Chapter 4. Query Optimization

The world of relational database theory is a world dominated by tables and sets, and operations on tables and sets. A database is a set of tables, and a table is a set of rows and columns. When you issue a SELECT statement to retrieve rows from a table, you get back another set of rows and columnsthat is, another table. These are abstract notions that make no reference to the underlying representation a database system uses to operate on the data in your tables. Another abstraction is that operations on tables happen all at once; queries are conceptualized as set operations and there is no concept of time in set theory.
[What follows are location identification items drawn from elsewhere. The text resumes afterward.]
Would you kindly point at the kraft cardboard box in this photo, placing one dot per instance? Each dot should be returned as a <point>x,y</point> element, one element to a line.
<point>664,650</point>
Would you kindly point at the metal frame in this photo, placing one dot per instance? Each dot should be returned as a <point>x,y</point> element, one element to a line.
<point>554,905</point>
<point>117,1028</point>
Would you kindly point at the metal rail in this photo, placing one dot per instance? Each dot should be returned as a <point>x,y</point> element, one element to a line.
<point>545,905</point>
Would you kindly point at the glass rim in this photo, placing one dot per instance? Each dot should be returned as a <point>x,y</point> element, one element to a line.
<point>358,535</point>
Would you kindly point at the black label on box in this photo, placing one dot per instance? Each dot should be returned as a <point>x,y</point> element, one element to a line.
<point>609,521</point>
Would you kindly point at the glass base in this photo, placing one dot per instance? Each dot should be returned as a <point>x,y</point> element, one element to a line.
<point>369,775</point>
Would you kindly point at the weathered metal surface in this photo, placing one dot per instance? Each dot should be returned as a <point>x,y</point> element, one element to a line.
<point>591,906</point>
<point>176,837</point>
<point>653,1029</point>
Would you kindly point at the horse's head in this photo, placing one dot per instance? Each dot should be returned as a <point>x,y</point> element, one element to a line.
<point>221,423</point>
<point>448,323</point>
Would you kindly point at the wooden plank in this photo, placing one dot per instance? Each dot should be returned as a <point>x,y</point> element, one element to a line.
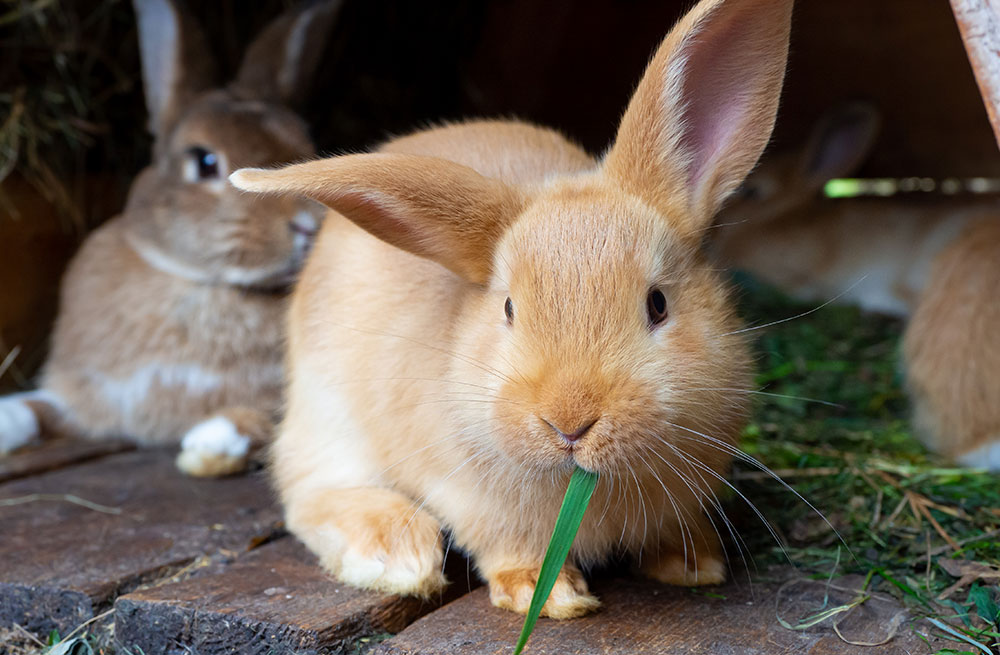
<point>62,561</point>
<point>644,618</point>
<point>56,454</point>
<point>979,23</point>
<point>274,600</point>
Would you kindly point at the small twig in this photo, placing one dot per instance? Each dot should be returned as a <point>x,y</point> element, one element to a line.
<point>18,626</point>
<point>88,622</point>
<point>69,498</point>
<point>943,626</point>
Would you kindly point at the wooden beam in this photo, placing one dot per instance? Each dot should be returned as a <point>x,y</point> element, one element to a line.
<point>979,23</point>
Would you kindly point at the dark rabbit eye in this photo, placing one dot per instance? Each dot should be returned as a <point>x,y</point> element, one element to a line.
<point>656,307</point>
<point>202,164</point>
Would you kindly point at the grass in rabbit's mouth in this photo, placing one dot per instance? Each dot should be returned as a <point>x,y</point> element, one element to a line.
<point>578,492</point>
<point>913,521</point>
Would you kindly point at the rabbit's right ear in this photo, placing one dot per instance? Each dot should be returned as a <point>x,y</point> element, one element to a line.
<point>839,144</point>
<point>176,63</point>
<point>280,62</point>
<point>431,207</point>
<point>704,109</point>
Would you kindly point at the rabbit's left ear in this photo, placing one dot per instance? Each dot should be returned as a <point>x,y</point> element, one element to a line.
<point>704,109</point>
<point>280,62</point>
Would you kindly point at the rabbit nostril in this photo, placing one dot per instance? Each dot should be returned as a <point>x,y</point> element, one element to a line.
<point>576,434</point>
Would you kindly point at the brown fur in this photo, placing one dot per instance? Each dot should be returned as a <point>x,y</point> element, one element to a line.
<point>172,313</point>
<point>407,379</point>
<point>932,261</point>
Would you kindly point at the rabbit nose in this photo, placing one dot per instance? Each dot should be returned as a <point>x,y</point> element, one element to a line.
<point>576,434</point>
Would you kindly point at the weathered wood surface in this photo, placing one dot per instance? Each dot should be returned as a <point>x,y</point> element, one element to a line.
<point>979,23</point>
<point>56,454</point>
<point>273,600</point>
<point>641,618</point>
<point>61,562</point>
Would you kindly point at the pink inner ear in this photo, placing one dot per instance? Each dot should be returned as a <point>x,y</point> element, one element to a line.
<point>718,92</point>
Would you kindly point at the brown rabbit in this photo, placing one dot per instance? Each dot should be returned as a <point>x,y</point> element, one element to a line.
<point>170,327</point>
<point>489,307</point>
<point>935,261</point>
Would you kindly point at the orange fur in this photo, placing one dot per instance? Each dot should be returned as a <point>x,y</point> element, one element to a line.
<point>172,313</point>
<point>932,261</point>
<point>407,378</point>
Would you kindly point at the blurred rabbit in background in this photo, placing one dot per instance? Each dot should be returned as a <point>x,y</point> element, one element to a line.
<point>937,264</point>
<point>170,327</point>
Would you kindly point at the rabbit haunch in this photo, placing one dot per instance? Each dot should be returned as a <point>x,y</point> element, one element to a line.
<point>480,296</point>
<point>170,325</point>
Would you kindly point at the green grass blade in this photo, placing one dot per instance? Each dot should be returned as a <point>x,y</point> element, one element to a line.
<point>581,487</point>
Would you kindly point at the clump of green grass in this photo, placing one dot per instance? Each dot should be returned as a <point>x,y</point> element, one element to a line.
<point>918,527</point>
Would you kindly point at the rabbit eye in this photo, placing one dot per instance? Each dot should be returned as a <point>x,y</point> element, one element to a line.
<point>201,164</point>
<point>656,307</point>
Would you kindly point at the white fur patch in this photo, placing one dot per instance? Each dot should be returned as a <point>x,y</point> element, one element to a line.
<point>129,394</point>
<point>216,436</point>
<point>18,423</point>
<point>987,457</point>
<point>393,574</point>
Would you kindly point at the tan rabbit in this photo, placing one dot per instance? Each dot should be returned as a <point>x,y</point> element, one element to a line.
<point>492,307</point>
<point>170,327</point>
<point>935,261</point>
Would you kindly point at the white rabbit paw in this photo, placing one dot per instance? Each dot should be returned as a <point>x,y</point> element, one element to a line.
<point>18,424</point>
<point>213,448</point>
<point>987,457</point>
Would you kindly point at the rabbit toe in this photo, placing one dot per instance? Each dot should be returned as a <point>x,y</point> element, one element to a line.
<point>18,424</point>
<point>407,562</point>
<point>213,448</point>
<point>512,590</point>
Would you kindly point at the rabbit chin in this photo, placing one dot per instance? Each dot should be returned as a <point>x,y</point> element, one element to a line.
<point>271,278</point>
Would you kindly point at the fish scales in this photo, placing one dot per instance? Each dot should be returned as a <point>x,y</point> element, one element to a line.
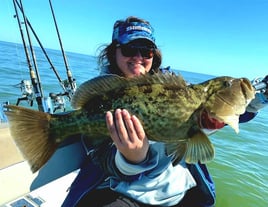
<point>169,109</point>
The real world, of course, is quite different. Database management systems implement abstract concepts but do so on real hardware bound by real physical constraints. As a result, queries take timesometimes an annoyingly long time. And we, being impatient creatures, don't like to wait, so we leave the abstract world of instantaneous mathematical operations on sets and look around for ways to speed up our queries. Fortunately, there are several techniques for doing so:

We index tables to allow the database server to look up rows more quickly.
We consider how to write queries to take advantage of those indexes to the fullest extent, and use the EXPLAIN statement to check whether the MySQL server really is doing so.
We write queries to affect the server's scheduling mechanism so that queries arriving from multiple clients cooperate better.
We modify the server's operating parameters to get it to perform more efficiently. We think about what's going on with the underlying hardware and how we can work around its physical constraints to improve performance.

Those are the kinds of issues that this chapter focuses on, with the goal of assisting you in optimizing the performance of your database system so that it processes your queries as quickly as possible. MySQL is already quite fast, but even the fastest database can run queries more quickly if you help it do so.